The sudden freeze on the East coast was not a unique phenomon. I was living in Boston when the Blizzard of 1978 hit. More here. The Northeast also suffered one in 1993 - the Storm of the Century.
There is an interesting set of photographs at the Hampton Roads Naval Museum:
One Century Ago: What Cold Really Looks Like
Local headlines recently proclaimed that the Hampton Roads area is experiencing perhaps the coldest new year it has experienced in a century. Thousands of "nonessential" workers at military bases across the Hampton Roads Region are off for the second day in a row (myself included, although I'm still on deadline for this blog post and other projects). Many of them are busily documenting the snowdrifts and other winter wonders deposited by the recent "bomb cyclone" that made it all possible. But what did the winter of a century ago look like to the Sailors and other photographers who were working then?
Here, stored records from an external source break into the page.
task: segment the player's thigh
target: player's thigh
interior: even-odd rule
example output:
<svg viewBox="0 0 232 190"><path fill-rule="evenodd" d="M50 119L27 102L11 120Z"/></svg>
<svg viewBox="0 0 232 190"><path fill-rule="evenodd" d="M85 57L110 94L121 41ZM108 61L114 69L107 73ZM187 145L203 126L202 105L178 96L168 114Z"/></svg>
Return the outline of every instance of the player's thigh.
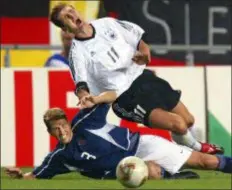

The Hampton Roads Naval Museum recently acquired photographs taken by a young gunner's mate floating on the York River that show just how cold it got one century ago. Compared to the arctic blast of January 1918, which froze battleships into place off Yorktown and made the majority of the Chesapeake region practically impassible, the so-called "bomb cyclone" that swept through the area this week was a mere inconvenience.
Thanks to a young Sailor named Ernest A. Washburn, who was serving aboard USS Rhode Island (BB 17), we now have a better idea what the York looked like during that epic cold snap.
There are five photos at the site - two taken by Mr. Washburn and three taken by other photographers of the same weather event.
Two photographs taken from USS Rhode Island (BB 17) have been combined to show the monitor Tallahassee (BM 9),
which served during the war as a submarine tender, and the battleship Texas (BB 35), frozen in
at the location near Yorktown, Virginia, known as "Base 2" in January 1918.
E.A. Washburn Collection, Hampton Roads Naval Museum
Longtime Norfolk photographer Harry C. Mann recorded the aftermath of the Monticello Hotel fire, after which a
fire engine remained frozen in place. At far left, merchants can be seen removing whatever
wares they can salvage. (Library of Virginia Digital Collections)
Those people who claim that us puny humans are changing the earth's climate are nuts. Pure and simple nuts - they have a political agenda that they are driving and they are using this pseudoscience to leverage their agenda because it will not stand on its own merits.